Well, I was given the opportunity to apply for an entry level position in the Network Services group at MSU. I knew someone in the group that convinced Frank Peters to give me an interview. I did better in that one. But Frank told me later that it was actually the phone conversation with Dr. Donna Reese that got me the job. She told Frank to give me a change and that I wouldn’t disappoint him. And that’s where my true training began. In the 5 years as my boss he taught me so much. Unfortunately he passed away in 2009. But the foundation he laid in my career knowledge was top notch. You have to realize, something about Frank. The man was “wicked smaht”. He knew people all throughout the industry. Cisco had come calling on him several times in the 90s. He always turned them down. Look at this Apache About Page. The Frank Peters in it is him. Yeah. He had his hands in everything in the 80s and 90s. The first time Netscape was compiled for Solaris, it was done with the developers on the phone with him on his Sun desktop. What an amazing resource. I only regret that he and I only had a short 5 years for me to suck down some of his knowledge. My time at MSU was amazing. I got to know some amazing folks. Several are no longer with us, but I will never forget them. Frank Peters, Jay Burrell and Roger Smith. I miss them and learned so much from each of them.

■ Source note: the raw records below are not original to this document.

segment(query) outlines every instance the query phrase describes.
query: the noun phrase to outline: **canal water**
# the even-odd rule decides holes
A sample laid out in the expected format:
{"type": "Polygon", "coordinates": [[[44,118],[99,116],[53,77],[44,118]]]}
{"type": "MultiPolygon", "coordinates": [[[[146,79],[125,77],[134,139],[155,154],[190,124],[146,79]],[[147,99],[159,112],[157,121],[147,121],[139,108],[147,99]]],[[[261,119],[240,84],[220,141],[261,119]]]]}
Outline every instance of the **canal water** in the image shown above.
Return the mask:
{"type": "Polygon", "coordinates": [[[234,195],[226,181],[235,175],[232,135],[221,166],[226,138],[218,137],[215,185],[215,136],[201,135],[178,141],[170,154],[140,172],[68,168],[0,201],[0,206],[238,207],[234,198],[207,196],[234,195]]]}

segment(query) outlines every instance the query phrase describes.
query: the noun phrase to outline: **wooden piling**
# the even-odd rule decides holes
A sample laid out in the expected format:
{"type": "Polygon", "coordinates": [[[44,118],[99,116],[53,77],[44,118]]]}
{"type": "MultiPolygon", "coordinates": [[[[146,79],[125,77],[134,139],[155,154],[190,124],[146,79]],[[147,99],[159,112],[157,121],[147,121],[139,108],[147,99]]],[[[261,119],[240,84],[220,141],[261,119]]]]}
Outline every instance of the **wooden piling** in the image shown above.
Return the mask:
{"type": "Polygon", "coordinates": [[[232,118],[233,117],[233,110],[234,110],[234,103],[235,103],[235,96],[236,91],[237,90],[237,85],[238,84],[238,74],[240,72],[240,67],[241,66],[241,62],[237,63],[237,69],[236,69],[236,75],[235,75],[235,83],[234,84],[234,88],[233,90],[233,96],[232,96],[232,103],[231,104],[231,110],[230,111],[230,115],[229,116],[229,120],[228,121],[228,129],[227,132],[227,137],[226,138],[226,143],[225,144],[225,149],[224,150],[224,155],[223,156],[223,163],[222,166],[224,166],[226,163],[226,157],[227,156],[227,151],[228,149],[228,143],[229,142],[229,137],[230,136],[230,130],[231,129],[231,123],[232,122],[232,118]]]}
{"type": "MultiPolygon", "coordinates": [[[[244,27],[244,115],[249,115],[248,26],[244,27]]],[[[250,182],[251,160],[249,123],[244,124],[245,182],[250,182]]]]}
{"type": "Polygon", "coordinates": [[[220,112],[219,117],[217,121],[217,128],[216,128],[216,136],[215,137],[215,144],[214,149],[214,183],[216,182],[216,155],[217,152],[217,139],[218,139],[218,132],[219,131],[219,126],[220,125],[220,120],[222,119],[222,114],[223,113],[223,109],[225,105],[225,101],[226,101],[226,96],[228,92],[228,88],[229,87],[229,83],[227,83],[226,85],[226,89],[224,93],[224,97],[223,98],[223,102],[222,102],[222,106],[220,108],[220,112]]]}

Working at MSU provided learning opportunities that I might not have found elsewhere in industry. I helped migrate from an ATM network to an Ethernet network. In 2005 we had a 1Gbps core network that we migrated from an OC-12. I was able to build the first 10Gbps network at MSU a few years after that. Then years later I built the first 100Gbps network. I helped migrate to Cisco Firewall Services Modules from ACLS on the SVIs. I then transitioned those to Cisco Adaptive Security Appliance Services Modules. And shortly before I left I began the transition to FortiGate. I ran Cisco Content Services Engines and migrated those to F5 BigIPs. Every time I turned around I was having to learn some new technology or configuration option or something. It was a constant flood of input. I always felt like Short Circuit. “INPUT”.

2020 was an odd year for me as well. I did not get Covid, but I did get a new job. You see, my wife works in HR for a large Hospital System. The Director of Infrastructure mentioned to her that he needed to rework a particular job. Senior Systems Specialist in the Network team. She laughed and said she knew someone really well that did that type of work. I really wasn’t looking, but never look a gift horse in the mouth. After a few interviews they decided to hire me. It was nearly a 50% raise. No way could I overlook this opportunity. So I left MSU after 16+ years and began a new journey in my life. I can’t say that I don’t miss MSU, I do. I definitely miss hanging out with the folks there. But this new job has given me opportunities to learn new things and get my hands on new technologies.

College 3.0

As an employee of a Higher Education Institution I was afforded 2 free classes a semester. I never took the opportunity until 2016. My wife and Dr. Reese bullied, I mean encouraged me to go back to get a Graduate degree. As an employee I could only take 1 class during working hours. So, 1 class a semester for me. My first class I took was the same Networking class I took as an undergrad. It’s a split level course, so I did all the work undergrads did, plus a little more. I still can’t believe I convinced them to let me take that course. haha That was the easiest A I ever had. I pretty much could have taught the course and the professor quickly realized. I took as many Networking and Security courses as I could. All of which were fantastic. Really enjoyed the Cryptography course. Took my 10,000 foot understanding of Cryptography to like a 10 foot view. Amazingly great course. Taking 1 course a semester did have advantages. I only had 1 course to worry about at a time and ended up with a 4.0 when I graduated in the Fall of 2020. Not sure if there will be a College 4.0. We’ll see.


Only Dr. Emmett Brown knows what the future holds. I foresee some certifications and maybe an MBA. While I love being a decision influencer, I someday hope to be a decision maker. Only time will tell.